## Python challenges

This notebook includes a series of challenges to test your Python coding skills. If you get stuck, try googling for answers. If you don't understand *why* a particular answer works, try searching for the answer to that question. Revisit old tutorials from this class as needed, and finally, turn to the course chatroom for help. Best of luck.

In [None]:
# required software
# conda install numpy pandas toyplot requests -c conda-forge

In [1]:
import requests
import numpy as np
import pandas as pd
import toyplot

### Challenge 1: 
Execute the code cell below to see an example of how it works. 
Use markdown in the cell after the code-block to describe the function `random_words_api`. Try to be descriptive about what each step of code in this function does, and why it works. 

In [2]:
def random_words_api(nwords=10):
    "no docstring"
    URL = "https://random-word-api.herokuapp.com/word"
    response = requests.get(url=URL, params={"number": nwords})
    return response.json()

# demonstration
random_words_api(5)

['squilgee', 'webfoot', 'humifications', 'vegetists', 'bracted']

**Description:** The function ``random_words_api`` queries a web app on a public Heroku server, which hosts a collection of words.  There is one integer argument *nwords* which sets the number of words queried (default is 10).

The variable *URL* defines the web address of the app.

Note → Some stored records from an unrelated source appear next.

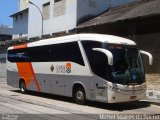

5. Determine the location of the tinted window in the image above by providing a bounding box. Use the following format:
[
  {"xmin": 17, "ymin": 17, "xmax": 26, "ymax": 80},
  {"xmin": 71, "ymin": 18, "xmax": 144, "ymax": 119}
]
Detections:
[
  {"xmin": 8, "ymin": 42, "xmax": 84, "ymax": 66},
  {"xmin": 82, "ymin": 41, "xmax": 111, "ymax": 79}
]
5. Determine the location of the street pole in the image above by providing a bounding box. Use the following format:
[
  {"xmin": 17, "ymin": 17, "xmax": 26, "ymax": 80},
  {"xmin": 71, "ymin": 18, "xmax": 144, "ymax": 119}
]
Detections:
[{"xmin": 27, "ymin": 1, "xmax": 43, "ymax": 38}]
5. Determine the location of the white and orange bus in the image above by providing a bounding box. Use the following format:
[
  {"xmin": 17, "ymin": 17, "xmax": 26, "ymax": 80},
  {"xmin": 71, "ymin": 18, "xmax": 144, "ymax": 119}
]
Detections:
[{"xmin": 7, "ymin": 34, "xmax": 152, "ymax": 104}]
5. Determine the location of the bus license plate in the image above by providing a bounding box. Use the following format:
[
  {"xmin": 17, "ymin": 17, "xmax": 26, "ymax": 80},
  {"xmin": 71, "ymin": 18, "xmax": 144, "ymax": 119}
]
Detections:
[{"xmin": 130, "ymin": 96, "xmax": 137, "ymax": 100}]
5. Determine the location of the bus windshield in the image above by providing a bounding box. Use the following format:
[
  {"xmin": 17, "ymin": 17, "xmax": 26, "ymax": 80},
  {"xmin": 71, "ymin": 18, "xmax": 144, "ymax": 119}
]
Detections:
[{"xmin": 105, "ymin": 45, "xmax": 145, "ymax": 84}]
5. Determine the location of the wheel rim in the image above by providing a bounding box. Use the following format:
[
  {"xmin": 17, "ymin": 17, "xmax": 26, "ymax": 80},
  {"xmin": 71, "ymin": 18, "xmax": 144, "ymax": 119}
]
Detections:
[{"xmin": 76, "ymin": 91, "xmax": 84, "ymax": 100}]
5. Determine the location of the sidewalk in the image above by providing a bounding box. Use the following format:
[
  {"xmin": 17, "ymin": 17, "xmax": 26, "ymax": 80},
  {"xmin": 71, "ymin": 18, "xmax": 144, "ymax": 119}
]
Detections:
[{"xmin": 146, "ymin": 90, "xmax": 160, "ymax": 103}]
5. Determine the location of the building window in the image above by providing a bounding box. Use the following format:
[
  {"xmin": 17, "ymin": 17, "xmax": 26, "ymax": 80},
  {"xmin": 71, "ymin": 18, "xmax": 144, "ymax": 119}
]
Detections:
[
  {"xmin": 54, "ymin": 0, "xmax": 62, "ymax": 3},
  {"xmin": 89, "ymin": 0, "xmax": 96, "ymax": 8},
  {"xmin": 53, "ymin": 0, "xmax": 66, "ymax": 17},
  {"xmin": 42, "ymin": 2, "xmax": 50, "ymax": 20},
  {"xmin": 8, "ymin": 42, "xmax": 84, "ymax": 66}
]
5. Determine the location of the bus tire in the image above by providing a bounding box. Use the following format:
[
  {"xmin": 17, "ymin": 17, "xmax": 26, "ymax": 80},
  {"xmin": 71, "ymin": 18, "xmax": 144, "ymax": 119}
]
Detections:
[
  {"xmin": 74, "ymin": 87, "xmax": 86, "ymax": 105},
  {"xmin": 19, "ymin": 80, "xmax": 27, "ymax": 94}
]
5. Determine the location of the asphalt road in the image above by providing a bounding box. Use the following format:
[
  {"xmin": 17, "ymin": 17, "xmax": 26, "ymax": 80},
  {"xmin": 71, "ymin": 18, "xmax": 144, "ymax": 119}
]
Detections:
[{"xmin": 0, "ymin": 83, "xmax": 160, "ymax": 120}]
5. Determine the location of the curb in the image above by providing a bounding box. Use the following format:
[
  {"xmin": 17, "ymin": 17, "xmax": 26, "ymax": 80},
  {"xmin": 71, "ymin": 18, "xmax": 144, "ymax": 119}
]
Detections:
[{"xmin": 145, "ymin": 90, "xmax": 160, "ymax": 103}]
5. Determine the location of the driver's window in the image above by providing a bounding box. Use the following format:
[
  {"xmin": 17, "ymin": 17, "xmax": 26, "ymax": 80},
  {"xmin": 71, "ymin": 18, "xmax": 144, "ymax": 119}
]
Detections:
[{"xmin": 82, "ymin": 41, "xmax": 111, "ymax": 79}]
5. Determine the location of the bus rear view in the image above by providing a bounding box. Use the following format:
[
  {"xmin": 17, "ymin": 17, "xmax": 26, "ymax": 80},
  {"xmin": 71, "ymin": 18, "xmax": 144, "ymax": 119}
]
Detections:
[{"xmin": 7, "ymin": 34, "xmax": 152, "ymax": 104}]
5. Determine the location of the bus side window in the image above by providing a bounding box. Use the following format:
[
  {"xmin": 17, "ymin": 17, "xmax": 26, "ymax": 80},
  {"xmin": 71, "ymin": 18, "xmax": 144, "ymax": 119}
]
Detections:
[{"xmin": 8, "ymin": 42, "xmax": 84, "ymax": 66}]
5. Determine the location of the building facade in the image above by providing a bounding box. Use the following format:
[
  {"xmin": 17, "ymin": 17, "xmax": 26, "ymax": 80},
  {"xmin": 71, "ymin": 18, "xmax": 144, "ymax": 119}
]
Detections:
[{"xmin": 11, "ymin": 0, "xmax": 137, "ymax": 39}]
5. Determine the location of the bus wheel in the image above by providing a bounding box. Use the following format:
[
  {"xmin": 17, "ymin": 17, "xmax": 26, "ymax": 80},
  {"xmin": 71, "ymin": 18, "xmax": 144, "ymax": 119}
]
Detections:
[
  {"xmin": 19, "ymin": 81, "xmax": 27, "ymax": 94},
  {"xmin": 74, "ymin": 87, "xmax": 86, "ymax": 105}
]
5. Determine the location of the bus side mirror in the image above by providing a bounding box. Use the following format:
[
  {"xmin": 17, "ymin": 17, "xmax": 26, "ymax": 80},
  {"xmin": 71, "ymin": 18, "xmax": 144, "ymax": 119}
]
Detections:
[
  {"xmin": 140, "ymin": 50, "xmax": 153, "ymax": 65},
  {"xmin": 92, "ymin": 48, "xmax": 113, "ymax": 65}
]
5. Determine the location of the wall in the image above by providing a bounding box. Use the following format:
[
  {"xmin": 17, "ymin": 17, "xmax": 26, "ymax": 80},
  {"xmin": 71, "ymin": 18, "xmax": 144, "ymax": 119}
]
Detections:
[
  {"xmin": 28, "ymin": 0, "xmax": 77, "ymax": 38},
  {"xmin": 0, "ymin": 26, "xmax": 13, "ymax": 35},
  {"xmin": 77, "ymin": 0, "xmax": 109, "ymax": 24},
  {"xmin": 13, "ymin": 12, "xmax": 28, "ymax": 39},
  {"xmin": 108, "ymin": 0, "xmax": 140, "ymax": 8},
  {"xmin": 19, "ymin": 0, "xmax": 29, "ymax": 11}
]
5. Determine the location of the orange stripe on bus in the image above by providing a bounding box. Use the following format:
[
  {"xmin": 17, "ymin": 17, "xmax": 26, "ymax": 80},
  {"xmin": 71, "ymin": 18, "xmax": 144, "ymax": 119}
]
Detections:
[
  {"xmin": 14, "ymin": 44, "xmax": 41, "ymax": 92},
  {"xmin": 17, "ymin": 62, "xmax": 34, "ymax": 88}
]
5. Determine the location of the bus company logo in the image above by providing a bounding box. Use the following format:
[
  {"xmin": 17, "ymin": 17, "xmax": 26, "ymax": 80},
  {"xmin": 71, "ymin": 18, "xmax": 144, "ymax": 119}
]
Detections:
[{"xmin": 66, "ymin": 63, "xmax": 71, "ymax": 73}]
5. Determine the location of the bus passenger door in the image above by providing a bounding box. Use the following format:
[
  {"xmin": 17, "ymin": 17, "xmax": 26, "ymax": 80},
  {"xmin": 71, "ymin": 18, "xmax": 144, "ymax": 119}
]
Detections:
[
  {"xmin": 95, "ymin": 78, "xmax": 107, "ymax": 102},
  {"xmin": 51, "ymin": 75, "xmax": 66, "ymax": 95}
]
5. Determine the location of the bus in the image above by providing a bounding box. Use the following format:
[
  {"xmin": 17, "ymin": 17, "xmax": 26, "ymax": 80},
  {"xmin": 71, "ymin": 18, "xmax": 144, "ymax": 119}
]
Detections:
[{"xmin": 7, "ymin": 34, "xmax": 153, "ymax": 104}]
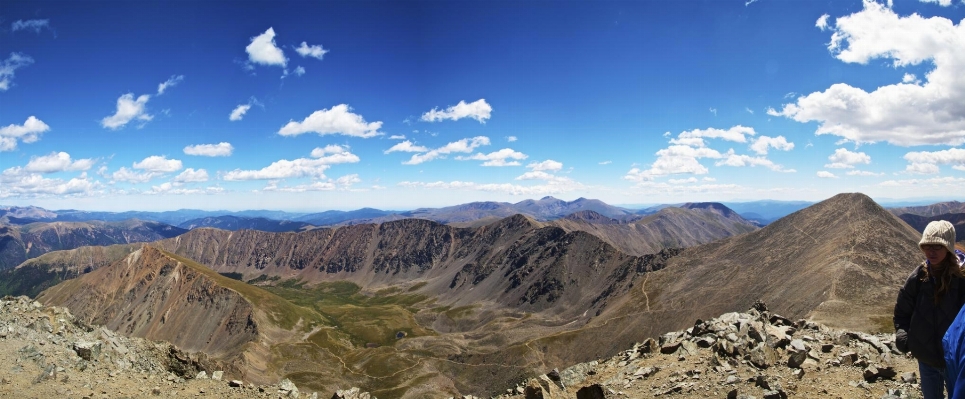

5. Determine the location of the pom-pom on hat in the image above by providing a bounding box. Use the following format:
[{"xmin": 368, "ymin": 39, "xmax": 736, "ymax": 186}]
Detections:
[{"xmin": 918, "ymin": 220, "xmax": 955, "ymax": 254}]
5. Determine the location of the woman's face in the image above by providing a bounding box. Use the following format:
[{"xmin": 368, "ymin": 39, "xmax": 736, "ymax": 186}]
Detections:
[{"xmin": 921, "ymin": 244, "xmax": 948, "ymax": 265}]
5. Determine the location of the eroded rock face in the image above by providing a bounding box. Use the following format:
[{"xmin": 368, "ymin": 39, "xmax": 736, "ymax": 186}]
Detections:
[
  {"xmin": 38, "ymin": 246, "xmax": 258, "ymax": 360},
  {"xmin": 499, "ymin": 303, "xmax": 918, "ymax": 399}
]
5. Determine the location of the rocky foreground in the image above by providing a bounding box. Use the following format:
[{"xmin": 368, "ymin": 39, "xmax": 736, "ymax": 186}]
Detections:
[{"xmin": 0, "ymin": 297, "xmax": 920, "ymax": 399}]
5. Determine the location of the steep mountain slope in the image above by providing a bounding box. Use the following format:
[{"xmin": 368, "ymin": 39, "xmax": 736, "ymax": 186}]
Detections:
[
  {"xmin": 546, "ymin": 203, "xmax": 757, "ymax": 256},
  {"xmin": 178, "ymin": 215, "xmax": 314, "ymax": 232},
  {"xmin": 534, "ymin": 194, "xmax": 921, "ymax": 376},
  {"xmin": 37, "ymin": 245, "xmax": 322, "ymax": 381},
  {"xmin": 0, "ymin": 219, "xmax": 187, "ymax": 270}
]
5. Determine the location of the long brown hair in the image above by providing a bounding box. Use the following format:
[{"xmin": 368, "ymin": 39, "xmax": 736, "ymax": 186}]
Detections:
[{"xmin": 922, "ymin": 243, "xmax": 965, "ymax": 305}]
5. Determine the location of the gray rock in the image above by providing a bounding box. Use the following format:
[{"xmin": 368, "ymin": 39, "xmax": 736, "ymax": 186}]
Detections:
[{"xmin": 74, "ymin": 341, "xmax": 102, "ymax": 361}]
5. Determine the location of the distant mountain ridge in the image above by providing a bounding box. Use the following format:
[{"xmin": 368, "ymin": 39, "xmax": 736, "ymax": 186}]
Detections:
[{"xmin": 0, "ymin": 220, "xmax": 188, "ymax": 270}]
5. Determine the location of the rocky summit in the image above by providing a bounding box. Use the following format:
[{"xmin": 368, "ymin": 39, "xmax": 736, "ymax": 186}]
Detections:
[{"xmin": 0, "ymin": 296, "xmax": 920, "ymax": 399}]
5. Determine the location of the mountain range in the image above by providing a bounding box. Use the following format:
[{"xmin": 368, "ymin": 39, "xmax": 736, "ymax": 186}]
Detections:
[{"xmin": 1, "ymin": 194, "xmax": 948, "ymax": 397}]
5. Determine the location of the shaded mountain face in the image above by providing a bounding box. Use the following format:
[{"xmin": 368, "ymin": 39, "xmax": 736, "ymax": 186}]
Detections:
[
  {"xmin": 892, "ymin": 210, "xmax": 965, "ymax": 242},
  {"xmin": 178, "ymin": 216, "xmax": 314, "ymax": 232},
  {"xmin": 20, "ymin": 194, "xmax": 921, "ymax": 397},
  {"xmin": 520, "ymin": 194, "xmax": 922, "ymax": 372},
  {"xmin": 0, "ymin": 220, "xmax": 187, "ymax": 270},
  {"xmin": 545, "ymin": 203, "xmax": 758, "ymax": 256},
  {"xmin": 37, "ymin": 245, "xmax": 321, "ymax": 381}
]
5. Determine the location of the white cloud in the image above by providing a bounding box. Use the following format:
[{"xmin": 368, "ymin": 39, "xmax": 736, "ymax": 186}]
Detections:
[
  {"xmin": 846, "ymin": 170, "xmax": 885, "ymax": 176},
  {"xmin": 677, "ymin": 125, "xmax": 757, "ymax": 143},
  {"xmin": 814, "ymin": 14, "xmax": 831, "ymax": 32},
  {"xmin": 623, "ymin": 145, "xmax": 723, "ymax": 182},
  {"xmin": 714, "ymin": 150, "xmax": 796, "ymax": 172},
  {"xmin": 101, "ymin": 93, "xmax": 154, "ymax": 130},
  {"xmin": 295, "ymin": 42, "xmax": 328, "ymax": 59},
  {"xmin": 133, "ymin": 155, "xmax": 182, "ymax": 173},
  {"xmin": 184, "ymin": 142, "xmax": 235, "ymax": 157},
  {"xmin": 245, "ymin": 28, "xmax": 288, "ymax": 67},
  {"xmin": 768, "ymin": 0, "xmax": 965, "ymax": 146},
  {"xmin": 456, "ymin": 148, "xmax": 527, "ymax": 166},
  {"xmin": 751, "ymin": 136, "xmax": 794, "ymax": 155},
  {"xmin": 157, "ymin": 75, "xmax": 184, "ymax": 96},
  {"xmin": 667, "ymin": 176, "xmax": 697, "ymax": 184},
  {"xmin": 383, "ymin": 140, "xmax": 429, "ymax": 154},
  {"xmin": 278, "ymin": 104, "xmax": 382, "ymax": 138},
  {"xmin": 421, "ymin": 99, "xmax": 493, "ymax": 123},
  {"xmin": 824, "ymin": 148, "xmax": 871, "ymax": 169},
  {"xmin": 904, "ymin": 148, "xmax": 965, "ymax": 174},
  {"xmin": 0, "ymin": 168, "xmax": 101, "ymax": 198},
  {"xmin": 526, "ymin": 159, "xmax": 563, "ymax": 172},
  {"xmin": 10, "ymin": 19, "xmax": 50, "ymax": 33},
  {"xmin": 110, "ymin": 166, "xmax": 161, "ymax": 183},
  {"xmin": 222, "ymin": 146, "xmax": 359, "ymax": 181},
  {"xmin": 0, "ymin": 116, "xmax": 50, "ymax": 151},
  {"xmin": 24, "ymin": 152, "xmax": 94, "ymax": 173},
  {"xmin": 0, "ymin": 53, "xmax": 34, "ymax": 91},
  {"xmin": 174, "ymin": 168, "xmax": 208, "ymax": 183},
  {"xmin": 402, "ymin": 136, "xmax": 489, "ymax": 165},
  {"xmin": 919, "ymin": 0, "xmax": 952, "ymax": 7},
  {"xmin": 228, "ymin": 104, "xmax": 251, "ymax": 121}
]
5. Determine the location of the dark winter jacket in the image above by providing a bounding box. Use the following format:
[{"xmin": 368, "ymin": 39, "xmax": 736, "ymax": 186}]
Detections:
[{"xmin": 894, "ymin": 263, "xmax": 965, "ymax": 369}]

The variable *response* saves the results of a GET request.  The *url* (lowercase) argument is the *URL* (uppercase) variable defined earlier.  The *params* argument is a dictionary with one key-value pair: "number" as the key, and the function-level argument *nwords* as the value.  The GET request takes the URL argument and appends the string "/word?number=nwords" where *nwords* is replaced by the provided function-level argument.

The function returns the *response* variable in JSON format.

### Challenge 2: 
Use the `random_words_api` function to get 50 random words and store the result as a variable. Write a function that takes the list of words as input and returns a dictionary with the longest word as the key and the length of the longest word as a value. If there is a tie in the length of words then have it return additional words as keys with their lengths as values.

In [12]:
def word_sorter(words):
    
    # Create dict object.
    longest_word = {}
    
    # Iterate over list of words.
    for word in words:
        
        # Words are added to the dict if their length equals the longest word in the list of words, as determined by max().
        # This allows for ties to be represnted in a dict of more than one key-value pair.
        if len(word) == len(max(fifty_words, key=len)):
            longest_word[word] = len(max(fifty_words, key=len))
            
    # Return dict.
    return longest_word

fifty_words = random_words_api(50)
print(fifty_words)
word_sorter(fifty_words)

['proportionable', 'unclipped', 'bandas', 'coequate', 'alike', 'obligating', 'newspeaks', 'construal', 'nitrifiers', 'spahee', 'wooing', 'readdressing', 'threaten', 'compeer', 'nobleness', 'nonchalant', 'executrix', 'forebodings', 'excitements', 'synopses', 'determination', 'reviviscence', 'plenished', 'cruelly', 'monseigneur', 'rereminds', 'delightfully', 'rechauffes', 'bedizened', 'calutron', 'vees', 'sepulchering', 'seis', 'ghastly', 'geologers', 'unchoke', 'oleaster', 'bursitis', 'accumulation', 'perversely', 'preventative', 'cockiest', 'ultrarealistic', 'bullheaded', 'seepage', 'sheuchs', 'salpa', 'payout', 'kitsches', 'floppier']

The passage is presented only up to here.